Simone Weil's third example of the implicit love of God is religion. Her thoughts about this topic are especially interesting in light of her refusal to be baptised into the Roman Catholic Church and therefore her ineligibility to receive the sacrament of Communion. Weil's problem with the Church is that it is a glass ceiling, which prevents people from enjoying an authentic relationship with God. Here again we might take recourse to Plato's Theory of Forms, in which everything we encounter on earth (the type) is but a paler reflection of its greater reality in heaven (the anti-type).


Of course it is more complicated than that. Weil points to the Eucharist as a window into the scale of difference between much that passes for belief, but is really not much more than superstition, and the real thing, which blows our mind. It is almost absurd to think that a piece of bread can become the body of Christ. Yet, if God has deigned to enter creation as a human being, why should he not manifest himself in bread and wine? True faith involves allowing that all things are possible for God and therefore in God alone is everything worthwhile and consequently God deserves our complete attention and obedience.

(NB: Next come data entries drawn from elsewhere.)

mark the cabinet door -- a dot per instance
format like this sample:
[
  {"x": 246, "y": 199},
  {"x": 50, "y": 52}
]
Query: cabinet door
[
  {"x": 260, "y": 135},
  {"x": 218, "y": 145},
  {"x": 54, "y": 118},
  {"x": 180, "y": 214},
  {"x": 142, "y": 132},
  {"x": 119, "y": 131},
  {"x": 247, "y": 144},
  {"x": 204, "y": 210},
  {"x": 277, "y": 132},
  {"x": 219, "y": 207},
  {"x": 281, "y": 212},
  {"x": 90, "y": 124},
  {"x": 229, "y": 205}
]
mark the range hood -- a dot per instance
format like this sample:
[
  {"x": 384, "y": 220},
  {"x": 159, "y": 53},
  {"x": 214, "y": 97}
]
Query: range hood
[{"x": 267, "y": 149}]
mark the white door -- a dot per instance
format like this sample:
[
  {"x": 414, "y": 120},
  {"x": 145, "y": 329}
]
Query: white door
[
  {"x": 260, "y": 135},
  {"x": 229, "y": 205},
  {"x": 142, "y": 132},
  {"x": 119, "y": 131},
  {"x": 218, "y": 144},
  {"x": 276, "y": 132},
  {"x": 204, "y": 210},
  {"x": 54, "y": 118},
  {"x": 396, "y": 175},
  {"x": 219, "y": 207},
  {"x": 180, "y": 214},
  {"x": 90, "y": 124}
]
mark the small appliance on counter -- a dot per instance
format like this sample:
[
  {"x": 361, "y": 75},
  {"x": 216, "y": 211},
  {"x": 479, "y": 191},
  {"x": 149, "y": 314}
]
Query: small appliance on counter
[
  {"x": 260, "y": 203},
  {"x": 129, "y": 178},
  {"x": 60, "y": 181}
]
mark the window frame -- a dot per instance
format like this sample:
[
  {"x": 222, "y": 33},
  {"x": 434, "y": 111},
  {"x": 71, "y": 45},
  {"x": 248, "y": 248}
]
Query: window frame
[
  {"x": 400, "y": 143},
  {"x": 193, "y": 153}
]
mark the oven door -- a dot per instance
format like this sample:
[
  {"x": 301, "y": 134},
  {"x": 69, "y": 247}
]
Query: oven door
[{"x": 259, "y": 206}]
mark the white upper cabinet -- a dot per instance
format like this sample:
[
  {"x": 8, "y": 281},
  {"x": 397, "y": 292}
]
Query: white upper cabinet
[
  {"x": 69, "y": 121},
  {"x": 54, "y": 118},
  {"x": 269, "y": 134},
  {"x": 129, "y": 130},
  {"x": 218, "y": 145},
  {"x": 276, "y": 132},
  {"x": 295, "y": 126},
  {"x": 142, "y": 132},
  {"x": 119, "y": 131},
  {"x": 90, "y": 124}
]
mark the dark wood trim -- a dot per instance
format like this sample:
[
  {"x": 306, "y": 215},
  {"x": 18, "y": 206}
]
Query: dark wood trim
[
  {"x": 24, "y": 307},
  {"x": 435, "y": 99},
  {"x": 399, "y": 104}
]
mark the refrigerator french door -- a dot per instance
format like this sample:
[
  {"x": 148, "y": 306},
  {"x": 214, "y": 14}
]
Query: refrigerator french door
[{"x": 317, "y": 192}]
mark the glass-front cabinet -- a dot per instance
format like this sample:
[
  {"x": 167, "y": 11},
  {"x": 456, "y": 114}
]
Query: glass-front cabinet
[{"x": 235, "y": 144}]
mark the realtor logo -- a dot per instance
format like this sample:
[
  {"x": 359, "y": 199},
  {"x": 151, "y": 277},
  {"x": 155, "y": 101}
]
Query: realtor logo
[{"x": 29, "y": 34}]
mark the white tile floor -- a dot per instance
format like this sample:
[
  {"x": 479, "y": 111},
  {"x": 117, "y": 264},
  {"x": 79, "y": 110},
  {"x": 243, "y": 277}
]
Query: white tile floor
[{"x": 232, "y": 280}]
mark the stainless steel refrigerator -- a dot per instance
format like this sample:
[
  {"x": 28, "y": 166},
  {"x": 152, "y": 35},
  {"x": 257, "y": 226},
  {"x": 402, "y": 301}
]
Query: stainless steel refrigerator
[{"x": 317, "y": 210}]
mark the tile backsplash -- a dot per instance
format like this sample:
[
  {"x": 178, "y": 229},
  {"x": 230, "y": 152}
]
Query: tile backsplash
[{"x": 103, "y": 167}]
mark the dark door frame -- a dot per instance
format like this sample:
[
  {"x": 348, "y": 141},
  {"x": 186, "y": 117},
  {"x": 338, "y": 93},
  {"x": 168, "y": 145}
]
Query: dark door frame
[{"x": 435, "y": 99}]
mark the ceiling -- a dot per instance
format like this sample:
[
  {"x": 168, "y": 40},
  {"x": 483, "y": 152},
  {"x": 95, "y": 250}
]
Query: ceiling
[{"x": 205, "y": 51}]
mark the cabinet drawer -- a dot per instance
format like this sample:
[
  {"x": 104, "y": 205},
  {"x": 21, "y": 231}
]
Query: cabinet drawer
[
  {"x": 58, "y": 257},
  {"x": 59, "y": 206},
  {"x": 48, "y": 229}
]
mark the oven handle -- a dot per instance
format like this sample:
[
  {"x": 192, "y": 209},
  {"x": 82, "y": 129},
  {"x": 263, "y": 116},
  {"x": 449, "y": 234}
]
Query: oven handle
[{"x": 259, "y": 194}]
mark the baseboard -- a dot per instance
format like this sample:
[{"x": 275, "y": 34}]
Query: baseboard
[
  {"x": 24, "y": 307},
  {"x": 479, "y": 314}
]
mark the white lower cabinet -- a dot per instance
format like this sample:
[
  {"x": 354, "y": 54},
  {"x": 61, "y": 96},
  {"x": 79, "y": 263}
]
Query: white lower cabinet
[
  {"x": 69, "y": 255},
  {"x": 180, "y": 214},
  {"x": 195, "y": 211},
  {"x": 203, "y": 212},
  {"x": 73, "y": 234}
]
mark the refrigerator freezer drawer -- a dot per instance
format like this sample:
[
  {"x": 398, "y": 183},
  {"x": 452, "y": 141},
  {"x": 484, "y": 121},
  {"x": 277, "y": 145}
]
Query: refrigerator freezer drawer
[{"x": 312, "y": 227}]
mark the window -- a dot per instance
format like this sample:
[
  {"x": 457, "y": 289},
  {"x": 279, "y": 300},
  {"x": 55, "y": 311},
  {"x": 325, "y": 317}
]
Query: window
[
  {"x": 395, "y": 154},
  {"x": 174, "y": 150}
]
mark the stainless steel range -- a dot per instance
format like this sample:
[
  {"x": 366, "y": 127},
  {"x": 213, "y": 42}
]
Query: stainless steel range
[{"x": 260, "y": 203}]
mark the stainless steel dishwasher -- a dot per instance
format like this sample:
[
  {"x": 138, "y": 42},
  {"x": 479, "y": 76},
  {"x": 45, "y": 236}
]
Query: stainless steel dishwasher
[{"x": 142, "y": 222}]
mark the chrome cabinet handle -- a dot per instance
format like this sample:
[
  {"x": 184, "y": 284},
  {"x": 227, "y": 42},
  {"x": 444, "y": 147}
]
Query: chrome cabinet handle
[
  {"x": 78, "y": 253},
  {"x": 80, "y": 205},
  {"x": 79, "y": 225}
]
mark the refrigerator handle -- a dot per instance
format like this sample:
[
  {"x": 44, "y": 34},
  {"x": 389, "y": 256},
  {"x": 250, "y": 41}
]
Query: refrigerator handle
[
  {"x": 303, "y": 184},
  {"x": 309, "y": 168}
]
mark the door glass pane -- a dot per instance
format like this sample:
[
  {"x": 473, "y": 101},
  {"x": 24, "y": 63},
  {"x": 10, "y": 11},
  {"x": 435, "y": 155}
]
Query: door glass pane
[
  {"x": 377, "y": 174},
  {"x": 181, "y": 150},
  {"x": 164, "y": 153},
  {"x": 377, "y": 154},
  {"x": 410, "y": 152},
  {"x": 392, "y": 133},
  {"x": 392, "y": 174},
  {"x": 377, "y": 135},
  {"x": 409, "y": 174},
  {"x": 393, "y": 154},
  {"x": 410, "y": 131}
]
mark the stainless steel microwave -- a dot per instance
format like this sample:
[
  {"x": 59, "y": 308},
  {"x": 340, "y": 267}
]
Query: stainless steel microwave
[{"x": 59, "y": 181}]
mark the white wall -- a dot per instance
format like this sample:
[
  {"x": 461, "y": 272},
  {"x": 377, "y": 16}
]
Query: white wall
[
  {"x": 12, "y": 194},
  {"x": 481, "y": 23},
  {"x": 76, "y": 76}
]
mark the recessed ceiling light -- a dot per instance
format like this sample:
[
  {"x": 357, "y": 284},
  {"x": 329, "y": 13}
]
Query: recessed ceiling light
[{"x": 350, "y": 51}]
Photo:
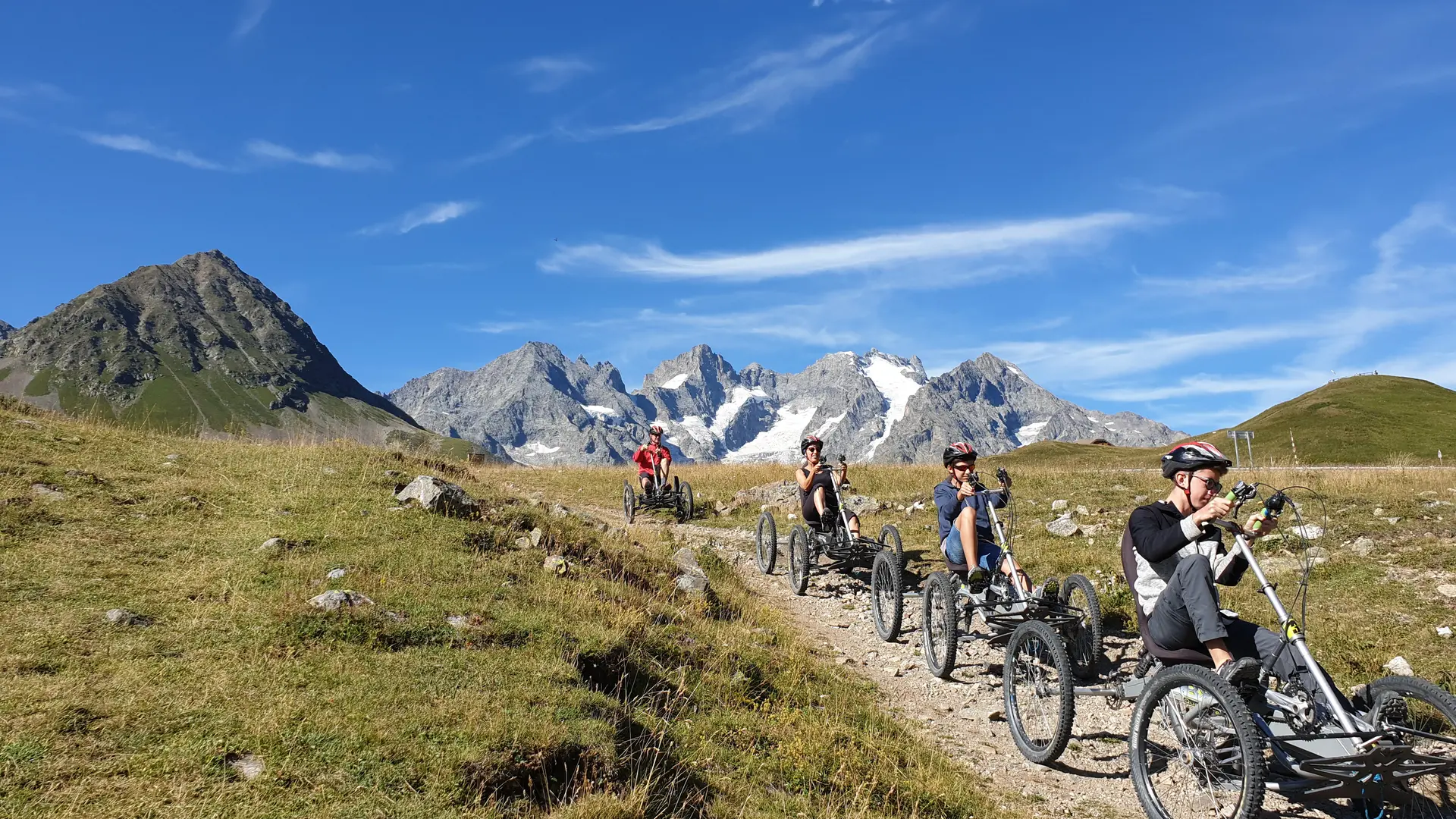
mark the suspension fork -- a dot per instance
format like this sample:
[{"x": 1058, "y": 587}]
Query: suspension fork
[{"x": 1294, "y": 635}]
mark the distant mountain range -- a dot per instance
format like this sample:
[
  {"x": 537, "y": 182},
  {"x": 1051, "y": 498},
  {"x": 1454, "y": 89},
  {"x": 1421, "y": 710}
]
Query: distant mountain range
[
  {"x": 535, "y": 406},
  {"x": 199, "y": 346}
]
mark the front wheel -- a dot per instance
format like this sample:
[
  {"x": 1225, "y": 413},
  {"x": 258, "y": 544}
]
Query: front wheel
[
  {"x": 941, "y": 623},
  {"x": 766, "y": 539},
  {"x": 799, "y": 558},
  {"x": 1413, "y": 703},
  {"x": 1194, "y": 751},
  {"x": 1037, "y": 689},
  {"x": 1084, "y": 634},
  {"x": 887, "y": 588},
  {"x": 685, "y": 502}
]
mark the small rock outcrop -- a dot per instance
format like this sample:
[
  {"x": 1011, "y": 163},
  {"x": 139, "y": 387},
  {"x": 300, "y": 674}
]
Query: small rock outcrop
[
  {"x": 337, "y": 599},
  {"x": 438, "y": 496}
]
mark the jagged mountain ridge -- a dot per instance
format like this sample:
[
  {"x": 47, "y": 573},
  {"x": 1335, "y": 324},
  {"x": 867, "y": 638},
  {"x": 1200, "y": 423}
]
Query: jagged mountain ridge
[
  {"x": 538, "y": 407},
  {"x": 199, "y": 346}
]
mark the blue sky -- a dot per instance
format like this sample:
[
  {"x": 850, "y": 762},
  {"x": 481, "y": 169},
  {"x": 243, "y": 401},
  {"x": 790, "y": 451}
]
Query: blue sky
[{"x": 1184, "y": 212}]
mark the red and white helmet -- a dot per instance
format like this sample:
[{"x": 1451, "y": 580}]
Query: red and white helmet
[
  {"x": 1193, "y": 457},
  {"x": 959, "y": 450}
]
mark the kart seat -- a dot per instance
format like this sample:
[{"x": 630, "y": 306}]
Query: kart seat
[{"x": 1169, "y": 656}]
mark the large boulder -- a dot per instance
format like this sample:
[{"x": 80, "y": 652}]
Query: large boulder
[{"x": 438, "y": 496}]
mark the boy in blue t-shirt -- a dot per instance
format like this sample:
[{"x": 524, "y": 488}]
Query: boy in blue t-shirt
[{"x": 965, "y": 526}]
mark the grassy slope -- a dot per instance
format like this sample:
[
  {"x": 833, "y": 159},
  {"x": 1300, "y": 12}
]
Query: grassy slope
[
  {"x": 1359, "y": 420},
  {"x": 1362, "y": 613},
  {"x": 603, "y": 684}
]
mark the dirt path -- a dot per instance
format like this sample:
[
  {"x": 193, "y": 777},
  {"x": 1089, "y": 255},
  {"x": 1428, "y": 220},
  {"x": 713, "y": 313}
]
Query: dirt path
[{"x": 963, "y": 716}]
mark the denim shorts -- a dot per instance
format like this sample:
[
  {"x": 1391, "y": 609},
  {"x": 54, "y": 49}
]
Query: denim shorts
[{"x": 956, "y": 554}]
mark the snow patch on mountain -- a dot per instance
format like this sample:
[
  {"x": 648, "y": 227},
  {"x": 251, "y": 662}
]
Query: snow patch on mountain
[
  {"x": 778, "y": 444},
  {"x": 896, "y": 382}
]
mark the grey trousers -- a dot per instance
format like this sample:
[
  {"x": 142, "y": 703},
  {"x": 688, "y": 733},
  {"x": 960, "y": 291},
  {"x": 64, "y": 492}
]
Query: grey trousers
[{"x": 1187, "y": 615}]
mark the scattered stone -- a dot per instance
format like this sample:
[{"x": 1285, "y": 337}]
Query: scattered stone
[
  {"x": 126, "y": 617},
  {"x": 47, "y": 491},
  {"x": 245, "y": 765},
  {"x": 1063, "y": 526},
  {"x": 438, "y": 496},
  {"x": 1400, "y": 667},
  {"x": 337, "y": 599}
]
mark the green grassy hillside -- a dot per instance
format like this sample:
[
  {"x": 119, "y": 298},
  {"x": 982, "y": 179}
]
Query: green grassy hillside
[
  {"x": 1357, "y": 420},
  {"x": 601, "y": 692}
]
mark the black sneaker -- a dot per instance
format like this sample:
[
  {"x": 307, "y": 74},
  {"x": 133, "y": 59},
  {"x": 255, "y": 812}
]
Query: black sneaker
[{"x": 1242, "y": 673}]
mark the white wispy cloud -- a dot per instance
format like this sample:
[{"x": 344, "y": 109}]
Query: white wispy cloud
[
  {"x": 549, "y": 74},
  {"x": 1310, "y": 262},
  {"x": 883, "y": 251},
  {"x": 142, "y": 145},
  {"x": 328, "y": 158},
  {"x": 249, "y": 18},
  {"x": 750, "y": 93},
  {"x": 419, "y": 218}
]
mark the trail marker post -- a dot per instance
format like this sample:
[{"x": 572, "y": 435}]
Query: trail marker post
[{"x": 1247, "y": 436}]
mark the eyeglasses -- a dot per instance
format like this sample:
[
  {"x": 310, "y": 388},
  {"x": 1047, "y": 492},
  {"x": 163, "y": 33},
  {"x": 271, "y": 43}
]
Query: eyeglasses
[{"x": 1213, "y": 485}]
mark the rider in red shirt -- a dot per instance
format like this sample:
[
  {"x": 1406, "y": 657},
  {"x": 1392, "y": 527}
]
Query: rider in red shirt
[{"x": 653, "y": 458}]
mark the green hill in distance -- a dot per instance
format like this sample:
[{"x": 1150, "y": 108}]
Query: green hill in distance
[{"x": 1356, "y": 420}]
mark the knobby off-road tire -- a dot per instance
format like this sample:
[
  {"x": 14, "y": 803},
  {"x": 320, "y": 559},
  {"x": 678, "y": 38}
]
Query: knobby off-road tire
[
  {"x": 685, "y": 502},
  {"x": 766, "y": 537},
  {"x": 1213, "y": 765},
  {"x": 1037, "y": 691},
  {"x": 890, "y": 537},
  {"x": 799, "y": 558},
  {"x": 887, "y": 589},
  {"x": 1085, "y": 635},
  {"x": 941, "y": 623},
  {"x": 1414, "y": 703}
]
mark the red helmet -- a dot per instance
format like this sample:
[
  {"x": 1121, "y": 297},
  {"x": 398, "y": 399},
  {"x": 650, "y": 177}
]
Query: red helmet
[
  {"x": 1193, "y": 457},
  {"x": 959, "y": 450}
]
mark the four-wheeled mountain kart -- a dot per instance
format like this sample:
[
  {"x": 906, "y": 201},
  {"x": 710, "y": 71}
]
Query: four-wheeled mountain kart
[
  {"x": 835, "y": 541},
  {"x": 1069, "y": 613},
  {"x": 676, "y": 497},
  {"x": 1200, "y": 748}
]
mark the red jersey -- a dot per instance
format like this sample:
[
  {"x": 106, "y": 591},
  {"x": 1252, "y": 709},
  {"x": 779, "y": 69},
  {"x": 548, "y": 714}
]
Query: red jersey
[{"x": 648, "y": 457}]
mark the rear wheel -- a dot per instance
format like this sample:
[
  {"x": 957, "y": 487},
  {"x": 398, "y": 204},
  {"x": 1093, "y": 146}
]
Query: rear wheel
[
  {"x": 799, "y": 558},
  {"x": 685, "y": 502},
  {"x": 941, "y": 623},
  {"x": 1037, "y": 689},
  {"x": 887, "y": 599},
  {"x": 1085, "y": 634},
  {"x": 1413, "y": 703},
  {"x": 890, "y": 537},
  {"x": 766, "y": 537},
  {"x": 1194, "y": 752}
]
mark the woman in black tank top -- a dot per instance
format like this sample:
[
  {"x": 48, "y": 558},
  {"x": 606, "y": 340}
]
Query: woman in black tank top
[{"x": 816, "y": 483}]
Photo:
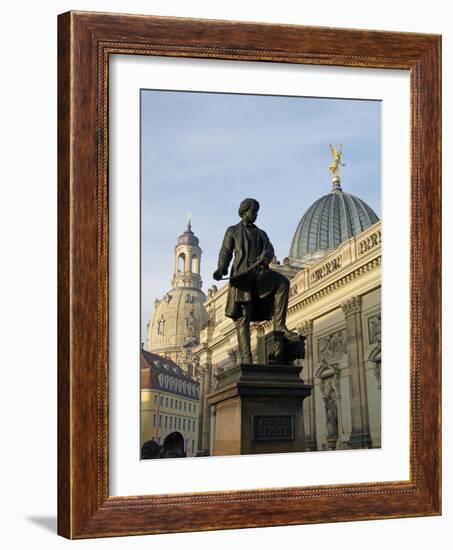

Weil does not dismiss religion altogether but concedes that is is like language. Unless that language is defective, we are better expressing ourselves in the one we have been brought up with, otherwise we shall struggle to find adequate words. But, just as we recognise our words are merely vehicles for conveying what we perceive with our senses and not the realities which they describe, so religion is limited. What counts is the reality of what religion struggles to articulate - and only does so imprecisely.


The most expressive form of language is poetry because poetry challenges us to reach beyond what is obvious. To Weil the Church is like dull prose. She would prefer to deny herself its servile blandishments in favour of the more expressive and adventurous alternative. Not that it is a soft option. Christ teaches that following him involves total sacrifice and unquestioning obedience. And so, for Weil, faith cannot be hesitant, it must be purged of all doubt and resting on total conviction. This is what the Church Fathers taught and remains the orthodox attitude to faith in Jesus Christ. Better to remain in the wilderness than settle for inadequate accommodation!